Now with your same right hand, reach over and grab the spur gear.
You have to hold the rear tire AND the spur gear on the right
side at the same time to keep them from spinning. NOW, with your
left hand ( no picture because I ran out of hands ) grab the left
tire and turn it slowly in a forward rotation. Watch your dot
on the slipper clutch as you do this. If you can turn the left
tire and the dot is not moving, that means your diff is slipping
and that is BAD. My truck came out of the box with the slipper
adjusted to tight, so now hold just the spur gear and back out
the nut on the slipper tension spring until when you turn the
left wheel, holding the right wheel and spur, the slipper turns
and the dot rotates. Now very slowly tighten the nut 1/8 turn
at a time until it gets stiff to turn the left wheel, but the
dot still rotates. Get it as tight as you can, so the diff does
not slip, but the slipper does, and you are done. Now if you land
ON power off a jump, the slipper will slip and save the tranny
gears and diff from being stripped or destroyed.

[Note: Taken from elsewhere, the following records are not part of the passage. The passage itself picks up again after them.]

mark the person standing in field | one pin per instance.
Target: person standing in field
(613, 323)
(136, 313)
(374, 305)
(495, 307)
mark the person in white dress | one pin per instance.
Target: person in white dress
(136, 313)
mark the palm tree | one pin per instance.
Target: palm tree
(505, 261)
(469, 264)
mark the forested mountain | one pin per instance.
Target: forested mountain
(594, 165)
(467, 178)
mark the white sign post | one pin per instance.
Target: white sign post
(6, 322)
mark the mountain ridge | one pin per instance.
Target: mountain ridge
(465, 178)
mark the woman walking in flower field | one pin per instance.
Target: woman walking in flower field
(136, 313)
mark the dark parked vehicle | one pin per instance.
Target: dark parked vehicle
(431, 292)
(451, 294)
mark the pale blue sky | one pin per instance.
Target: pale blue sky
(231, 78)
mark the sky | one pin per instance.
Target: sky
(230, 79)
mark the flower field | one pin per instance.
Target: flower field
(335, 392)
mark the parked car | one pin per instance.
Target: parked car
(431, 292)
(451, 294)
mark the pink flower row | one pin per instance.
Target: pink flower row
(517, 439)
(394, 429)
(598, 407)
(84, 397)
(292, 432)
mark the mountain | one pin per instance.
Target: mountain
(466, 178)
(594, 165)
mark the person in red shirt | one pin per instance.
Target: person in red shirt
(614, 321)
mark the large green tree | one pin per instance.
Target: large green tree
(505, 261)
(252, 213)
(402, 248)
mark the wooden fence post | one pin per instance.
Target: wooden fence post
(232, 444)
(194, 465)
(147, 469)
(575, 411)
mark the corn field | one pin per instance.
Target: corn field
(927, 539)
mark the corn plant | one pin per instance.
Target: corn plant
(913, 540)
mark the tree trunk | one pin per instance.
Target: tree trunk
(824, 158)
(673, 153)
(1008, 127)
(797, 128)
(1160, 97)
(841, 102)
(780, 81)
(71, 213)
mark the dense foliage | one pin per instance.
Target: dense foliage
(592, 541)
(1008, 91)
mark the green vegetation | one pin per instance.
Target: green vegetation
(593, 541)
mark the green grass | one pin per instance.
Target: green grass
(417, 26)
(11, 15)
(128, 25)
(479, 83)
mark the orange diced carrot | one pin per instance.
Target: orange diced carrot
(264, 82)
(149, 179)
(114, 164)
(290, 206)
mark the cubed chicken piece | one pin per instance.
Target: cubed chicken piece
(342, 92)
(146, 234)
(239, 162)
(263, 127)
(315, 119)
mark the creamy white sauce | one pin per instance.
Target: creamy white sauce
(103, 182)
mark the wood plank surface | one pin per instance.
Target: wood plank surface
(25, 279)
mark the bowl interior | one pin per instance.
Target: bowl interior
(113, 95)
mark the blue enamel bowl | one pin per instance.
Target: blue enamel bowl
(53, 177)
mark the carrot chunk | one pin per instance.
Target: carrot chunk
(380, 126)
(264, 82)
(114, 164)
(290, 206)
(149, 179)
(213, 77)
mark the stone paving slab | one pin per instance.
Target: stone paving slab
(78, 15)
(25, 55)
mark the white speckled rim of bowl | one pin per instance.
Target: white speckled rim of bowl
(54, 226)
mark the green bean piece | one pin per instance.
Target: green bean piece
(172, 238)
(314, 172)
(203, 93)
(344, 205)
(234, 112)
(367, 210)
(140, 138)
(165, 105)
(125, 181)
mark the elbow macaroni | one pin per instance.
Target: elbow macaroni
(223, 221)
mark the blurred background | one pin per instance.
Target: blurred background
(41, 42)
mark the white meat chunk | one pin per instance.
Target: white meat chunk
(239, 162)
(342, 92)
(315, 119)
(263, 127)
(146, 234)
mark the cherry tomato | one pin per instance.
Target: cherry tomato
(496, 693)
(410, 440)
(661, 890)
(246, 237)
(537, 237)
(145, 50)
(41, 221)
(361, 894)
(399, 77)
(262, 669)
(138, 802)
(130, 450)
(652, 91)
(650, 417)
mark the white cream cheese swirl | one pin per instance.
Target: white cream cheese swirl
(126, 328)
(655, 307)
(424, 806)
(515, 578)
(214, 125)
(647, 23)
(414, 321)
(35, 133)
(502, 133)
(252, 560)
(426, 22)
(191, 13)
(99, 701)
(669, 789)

Ride height is adjusted with the threaded shocks preload adjustment.
Make it so both sides are the same, and the drive shafts are level,
NOT the arms. The arms will be a tick below level. This is for
racing. For bashing, it is sometimes good to have it a bit higher
for ground clearance. Then put it back down for race day. As I
said, the springs are a bit to stiff, when I find the right springs,
I will post them here... The shocks rock, so far as I can see
they are going to work out fine. I will put 35 wt oil in the shocks
all around and go from there tuning...

Ride height front is arms level again. I made it just a tick high
to compensate for the stiff springs and put more traction in the
back. It worked ok, but I could not hang with the fastest guys,
not until I find the right spring combo. What happens is the stiff
springs let the tires in the rear bounce, when that happens in
a turn, you spin out. So I had to take a tick of speed off in
the turns thus my lap times suffered a bit. I will get it right
and post it here.

I use just a tiny bit of toe in for the front. That means the
front wheels are pigeon toed to the center a tiny bit. That makes
it more stable at top speed. If you make it have zero toe in,
it will turn on a dime, but be a little sketchy at top speed and
hard to control.

Now I adjust the camber, i do not have a fancy camber gage, so
I use a square, and as you see here this is TO much negative camber.
I want about 1 degree negative camber. That means the tire will
lean in to the truck, with the battery installed and the arms
adjusted to proper ride height. I want it to lean in about 1/8
inch.
This looks good for the front. About 1/8 inch from the square
at the top of the wheel as it just touches the bottom of the wheel.

I use the same for the rear, 1/8 inch or about 1 degree sitting
with battery in, at proper ride height.